Lors des négociations qui se sont déroulées dans le cadre de la COP 26 et du Pacte de Glasgow pour le climat, la proposition de suppression progressive des centrales électriques alimentées au charbon a constitué l’une des principales pierres d’achoppement. Dans le monde développé, cette idée circulait approximativement depuis l’année 2016, quand les nations occidentales ont commencé à annoncer des projets visant à mettre un terme à l’usage traditionnel de l’électricité produite par les centrales à charbon : la France en 2022, la Grande-Bretagne en 2024, l’Italie en 2025 et le Canada en 2030. Même l’Allemagne, dont la dépendance à l’égard du Japon n’est pas négligeable, s’est engagée à mener à bien la transition en 2038 au plus tard. Les États-Unis, sans aller jusqu’à promettre de mettre au rancart l’électricité issue du charbon, se sont engagés à ce que leur production d’électricité soit exempte à 100 % de pollution carbonée d’ici 2035.

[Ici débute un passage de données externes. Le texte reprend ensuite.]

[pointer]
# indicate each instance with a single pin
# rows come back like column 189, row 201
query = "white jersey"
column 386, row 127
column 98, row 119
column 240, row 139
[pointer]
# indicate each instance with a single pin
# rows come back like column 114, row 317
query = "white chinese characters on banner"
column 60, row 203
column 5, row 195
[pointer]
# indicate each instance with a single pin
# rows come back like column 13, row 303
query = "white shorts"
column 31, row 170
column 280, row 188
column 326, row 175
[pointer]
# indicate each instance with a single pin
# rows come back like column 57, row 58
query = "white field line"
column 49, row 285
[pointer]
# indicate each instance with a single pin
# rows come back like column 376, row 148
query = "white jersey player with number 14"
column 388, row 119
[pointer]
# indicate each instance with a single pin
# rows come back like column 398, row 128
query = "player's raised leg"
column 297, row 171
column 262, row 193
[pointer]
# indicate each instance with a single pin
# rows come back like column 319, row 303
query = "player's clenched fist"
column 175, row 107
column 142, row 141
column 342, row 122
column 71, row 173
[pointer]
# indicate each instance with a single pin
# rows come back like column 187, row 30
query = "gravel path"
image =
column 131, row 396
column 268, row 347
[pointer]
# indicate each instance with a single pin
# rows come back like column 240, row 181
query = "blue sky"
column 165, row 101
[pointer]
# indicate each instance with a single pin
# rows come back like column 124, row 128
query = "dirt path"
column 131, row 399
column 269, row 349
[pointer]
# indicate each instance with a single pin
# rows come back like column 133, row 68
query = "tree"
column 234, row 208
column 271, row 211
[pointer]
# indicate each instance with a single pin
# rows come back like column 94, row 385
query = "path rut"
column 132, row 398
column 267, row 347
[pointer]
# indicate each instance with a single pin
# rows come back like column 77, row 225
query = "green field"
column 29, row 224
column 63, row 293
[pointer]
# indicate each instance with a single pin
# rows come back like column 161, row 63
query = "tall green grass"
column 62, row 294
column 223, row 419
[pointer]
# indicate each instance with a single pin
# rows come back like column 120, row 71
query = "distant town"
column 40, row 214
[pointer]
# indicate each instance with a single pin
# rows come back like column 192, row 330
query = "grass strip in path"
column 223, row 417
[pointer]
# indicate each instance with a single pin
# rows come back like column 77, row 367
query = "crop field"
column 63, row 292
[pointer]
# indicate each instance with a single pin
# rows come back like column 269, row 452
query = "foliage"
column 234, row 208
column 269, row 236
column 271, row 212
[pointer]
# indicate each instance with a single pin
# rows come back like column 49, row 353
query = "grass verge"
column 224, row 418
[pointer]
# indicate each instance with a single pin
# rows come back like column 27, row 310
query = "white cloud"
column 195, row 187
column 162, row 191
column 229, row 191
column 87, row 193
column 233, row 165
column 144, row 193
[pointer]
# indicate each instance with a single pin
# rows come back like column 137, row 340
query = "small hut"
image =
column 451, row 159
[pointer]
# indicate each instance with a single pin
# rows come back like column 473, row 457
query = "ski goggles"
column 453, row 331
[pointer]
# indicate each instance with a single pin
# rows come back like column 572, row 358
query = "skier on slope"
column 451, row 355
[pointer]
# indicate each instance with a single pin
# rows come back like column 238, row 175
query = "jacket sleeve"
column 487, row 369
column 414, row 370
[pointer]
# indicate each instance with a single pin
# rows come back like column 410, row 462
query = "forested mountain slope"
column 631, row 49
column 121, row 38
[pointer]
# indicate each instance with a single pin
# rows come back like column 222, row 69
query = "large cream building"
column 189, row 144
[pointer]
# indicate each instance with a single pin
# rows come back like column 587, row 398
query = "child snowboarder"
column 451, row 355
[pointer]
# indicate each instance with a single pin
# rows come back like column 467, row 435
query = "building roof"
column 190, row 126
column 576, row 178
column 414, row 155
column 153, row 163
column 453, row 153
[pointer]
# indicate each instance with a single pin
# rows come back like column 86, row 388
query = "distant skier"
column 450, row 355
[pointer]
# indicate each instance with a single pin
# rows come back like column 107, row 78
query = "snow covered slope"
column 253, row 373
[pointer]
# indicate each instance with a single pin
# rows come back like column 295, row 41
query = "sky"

La Grande-Bretagne, qui présidait et hébergeait la COP 26, a pris bonne note de ces tendances et a fait de l’élimination accélérée des centrales au charbon un objectif majeur de la conférence. Elle a formulé la Déclaration mondiale sur le charbon pour la propreté de la transition énergétique, qui appelait les pays riches à achever leur sortie de la production soutenue d’énergie carbonée avant les années 2040, et les pays pauvres avant les années 2050. 46 gouvernements, dont celui de l’UE, ont signé, mais ni la Chine, ni l’Inde, ni le Japon ni les États-Unis n’en faisaient partie. Au début, l’expression « élimination progressive » des centrales à charbon figurait dans la terminologie des documents finaux de la COP 26, mais elle a été remplacée par le terme « réduction progressive » à la suite d’une objection de dernière minute avancée par l’Inde et d’autres nations en développement dépendantes du charbon. Alok Sharma, le président de la conférence, s’est résigné à accepter cette modification en tant que prix à payer pour atteindre la cible, entre toutes prioritaire à ses yeux, des 1,5 °C.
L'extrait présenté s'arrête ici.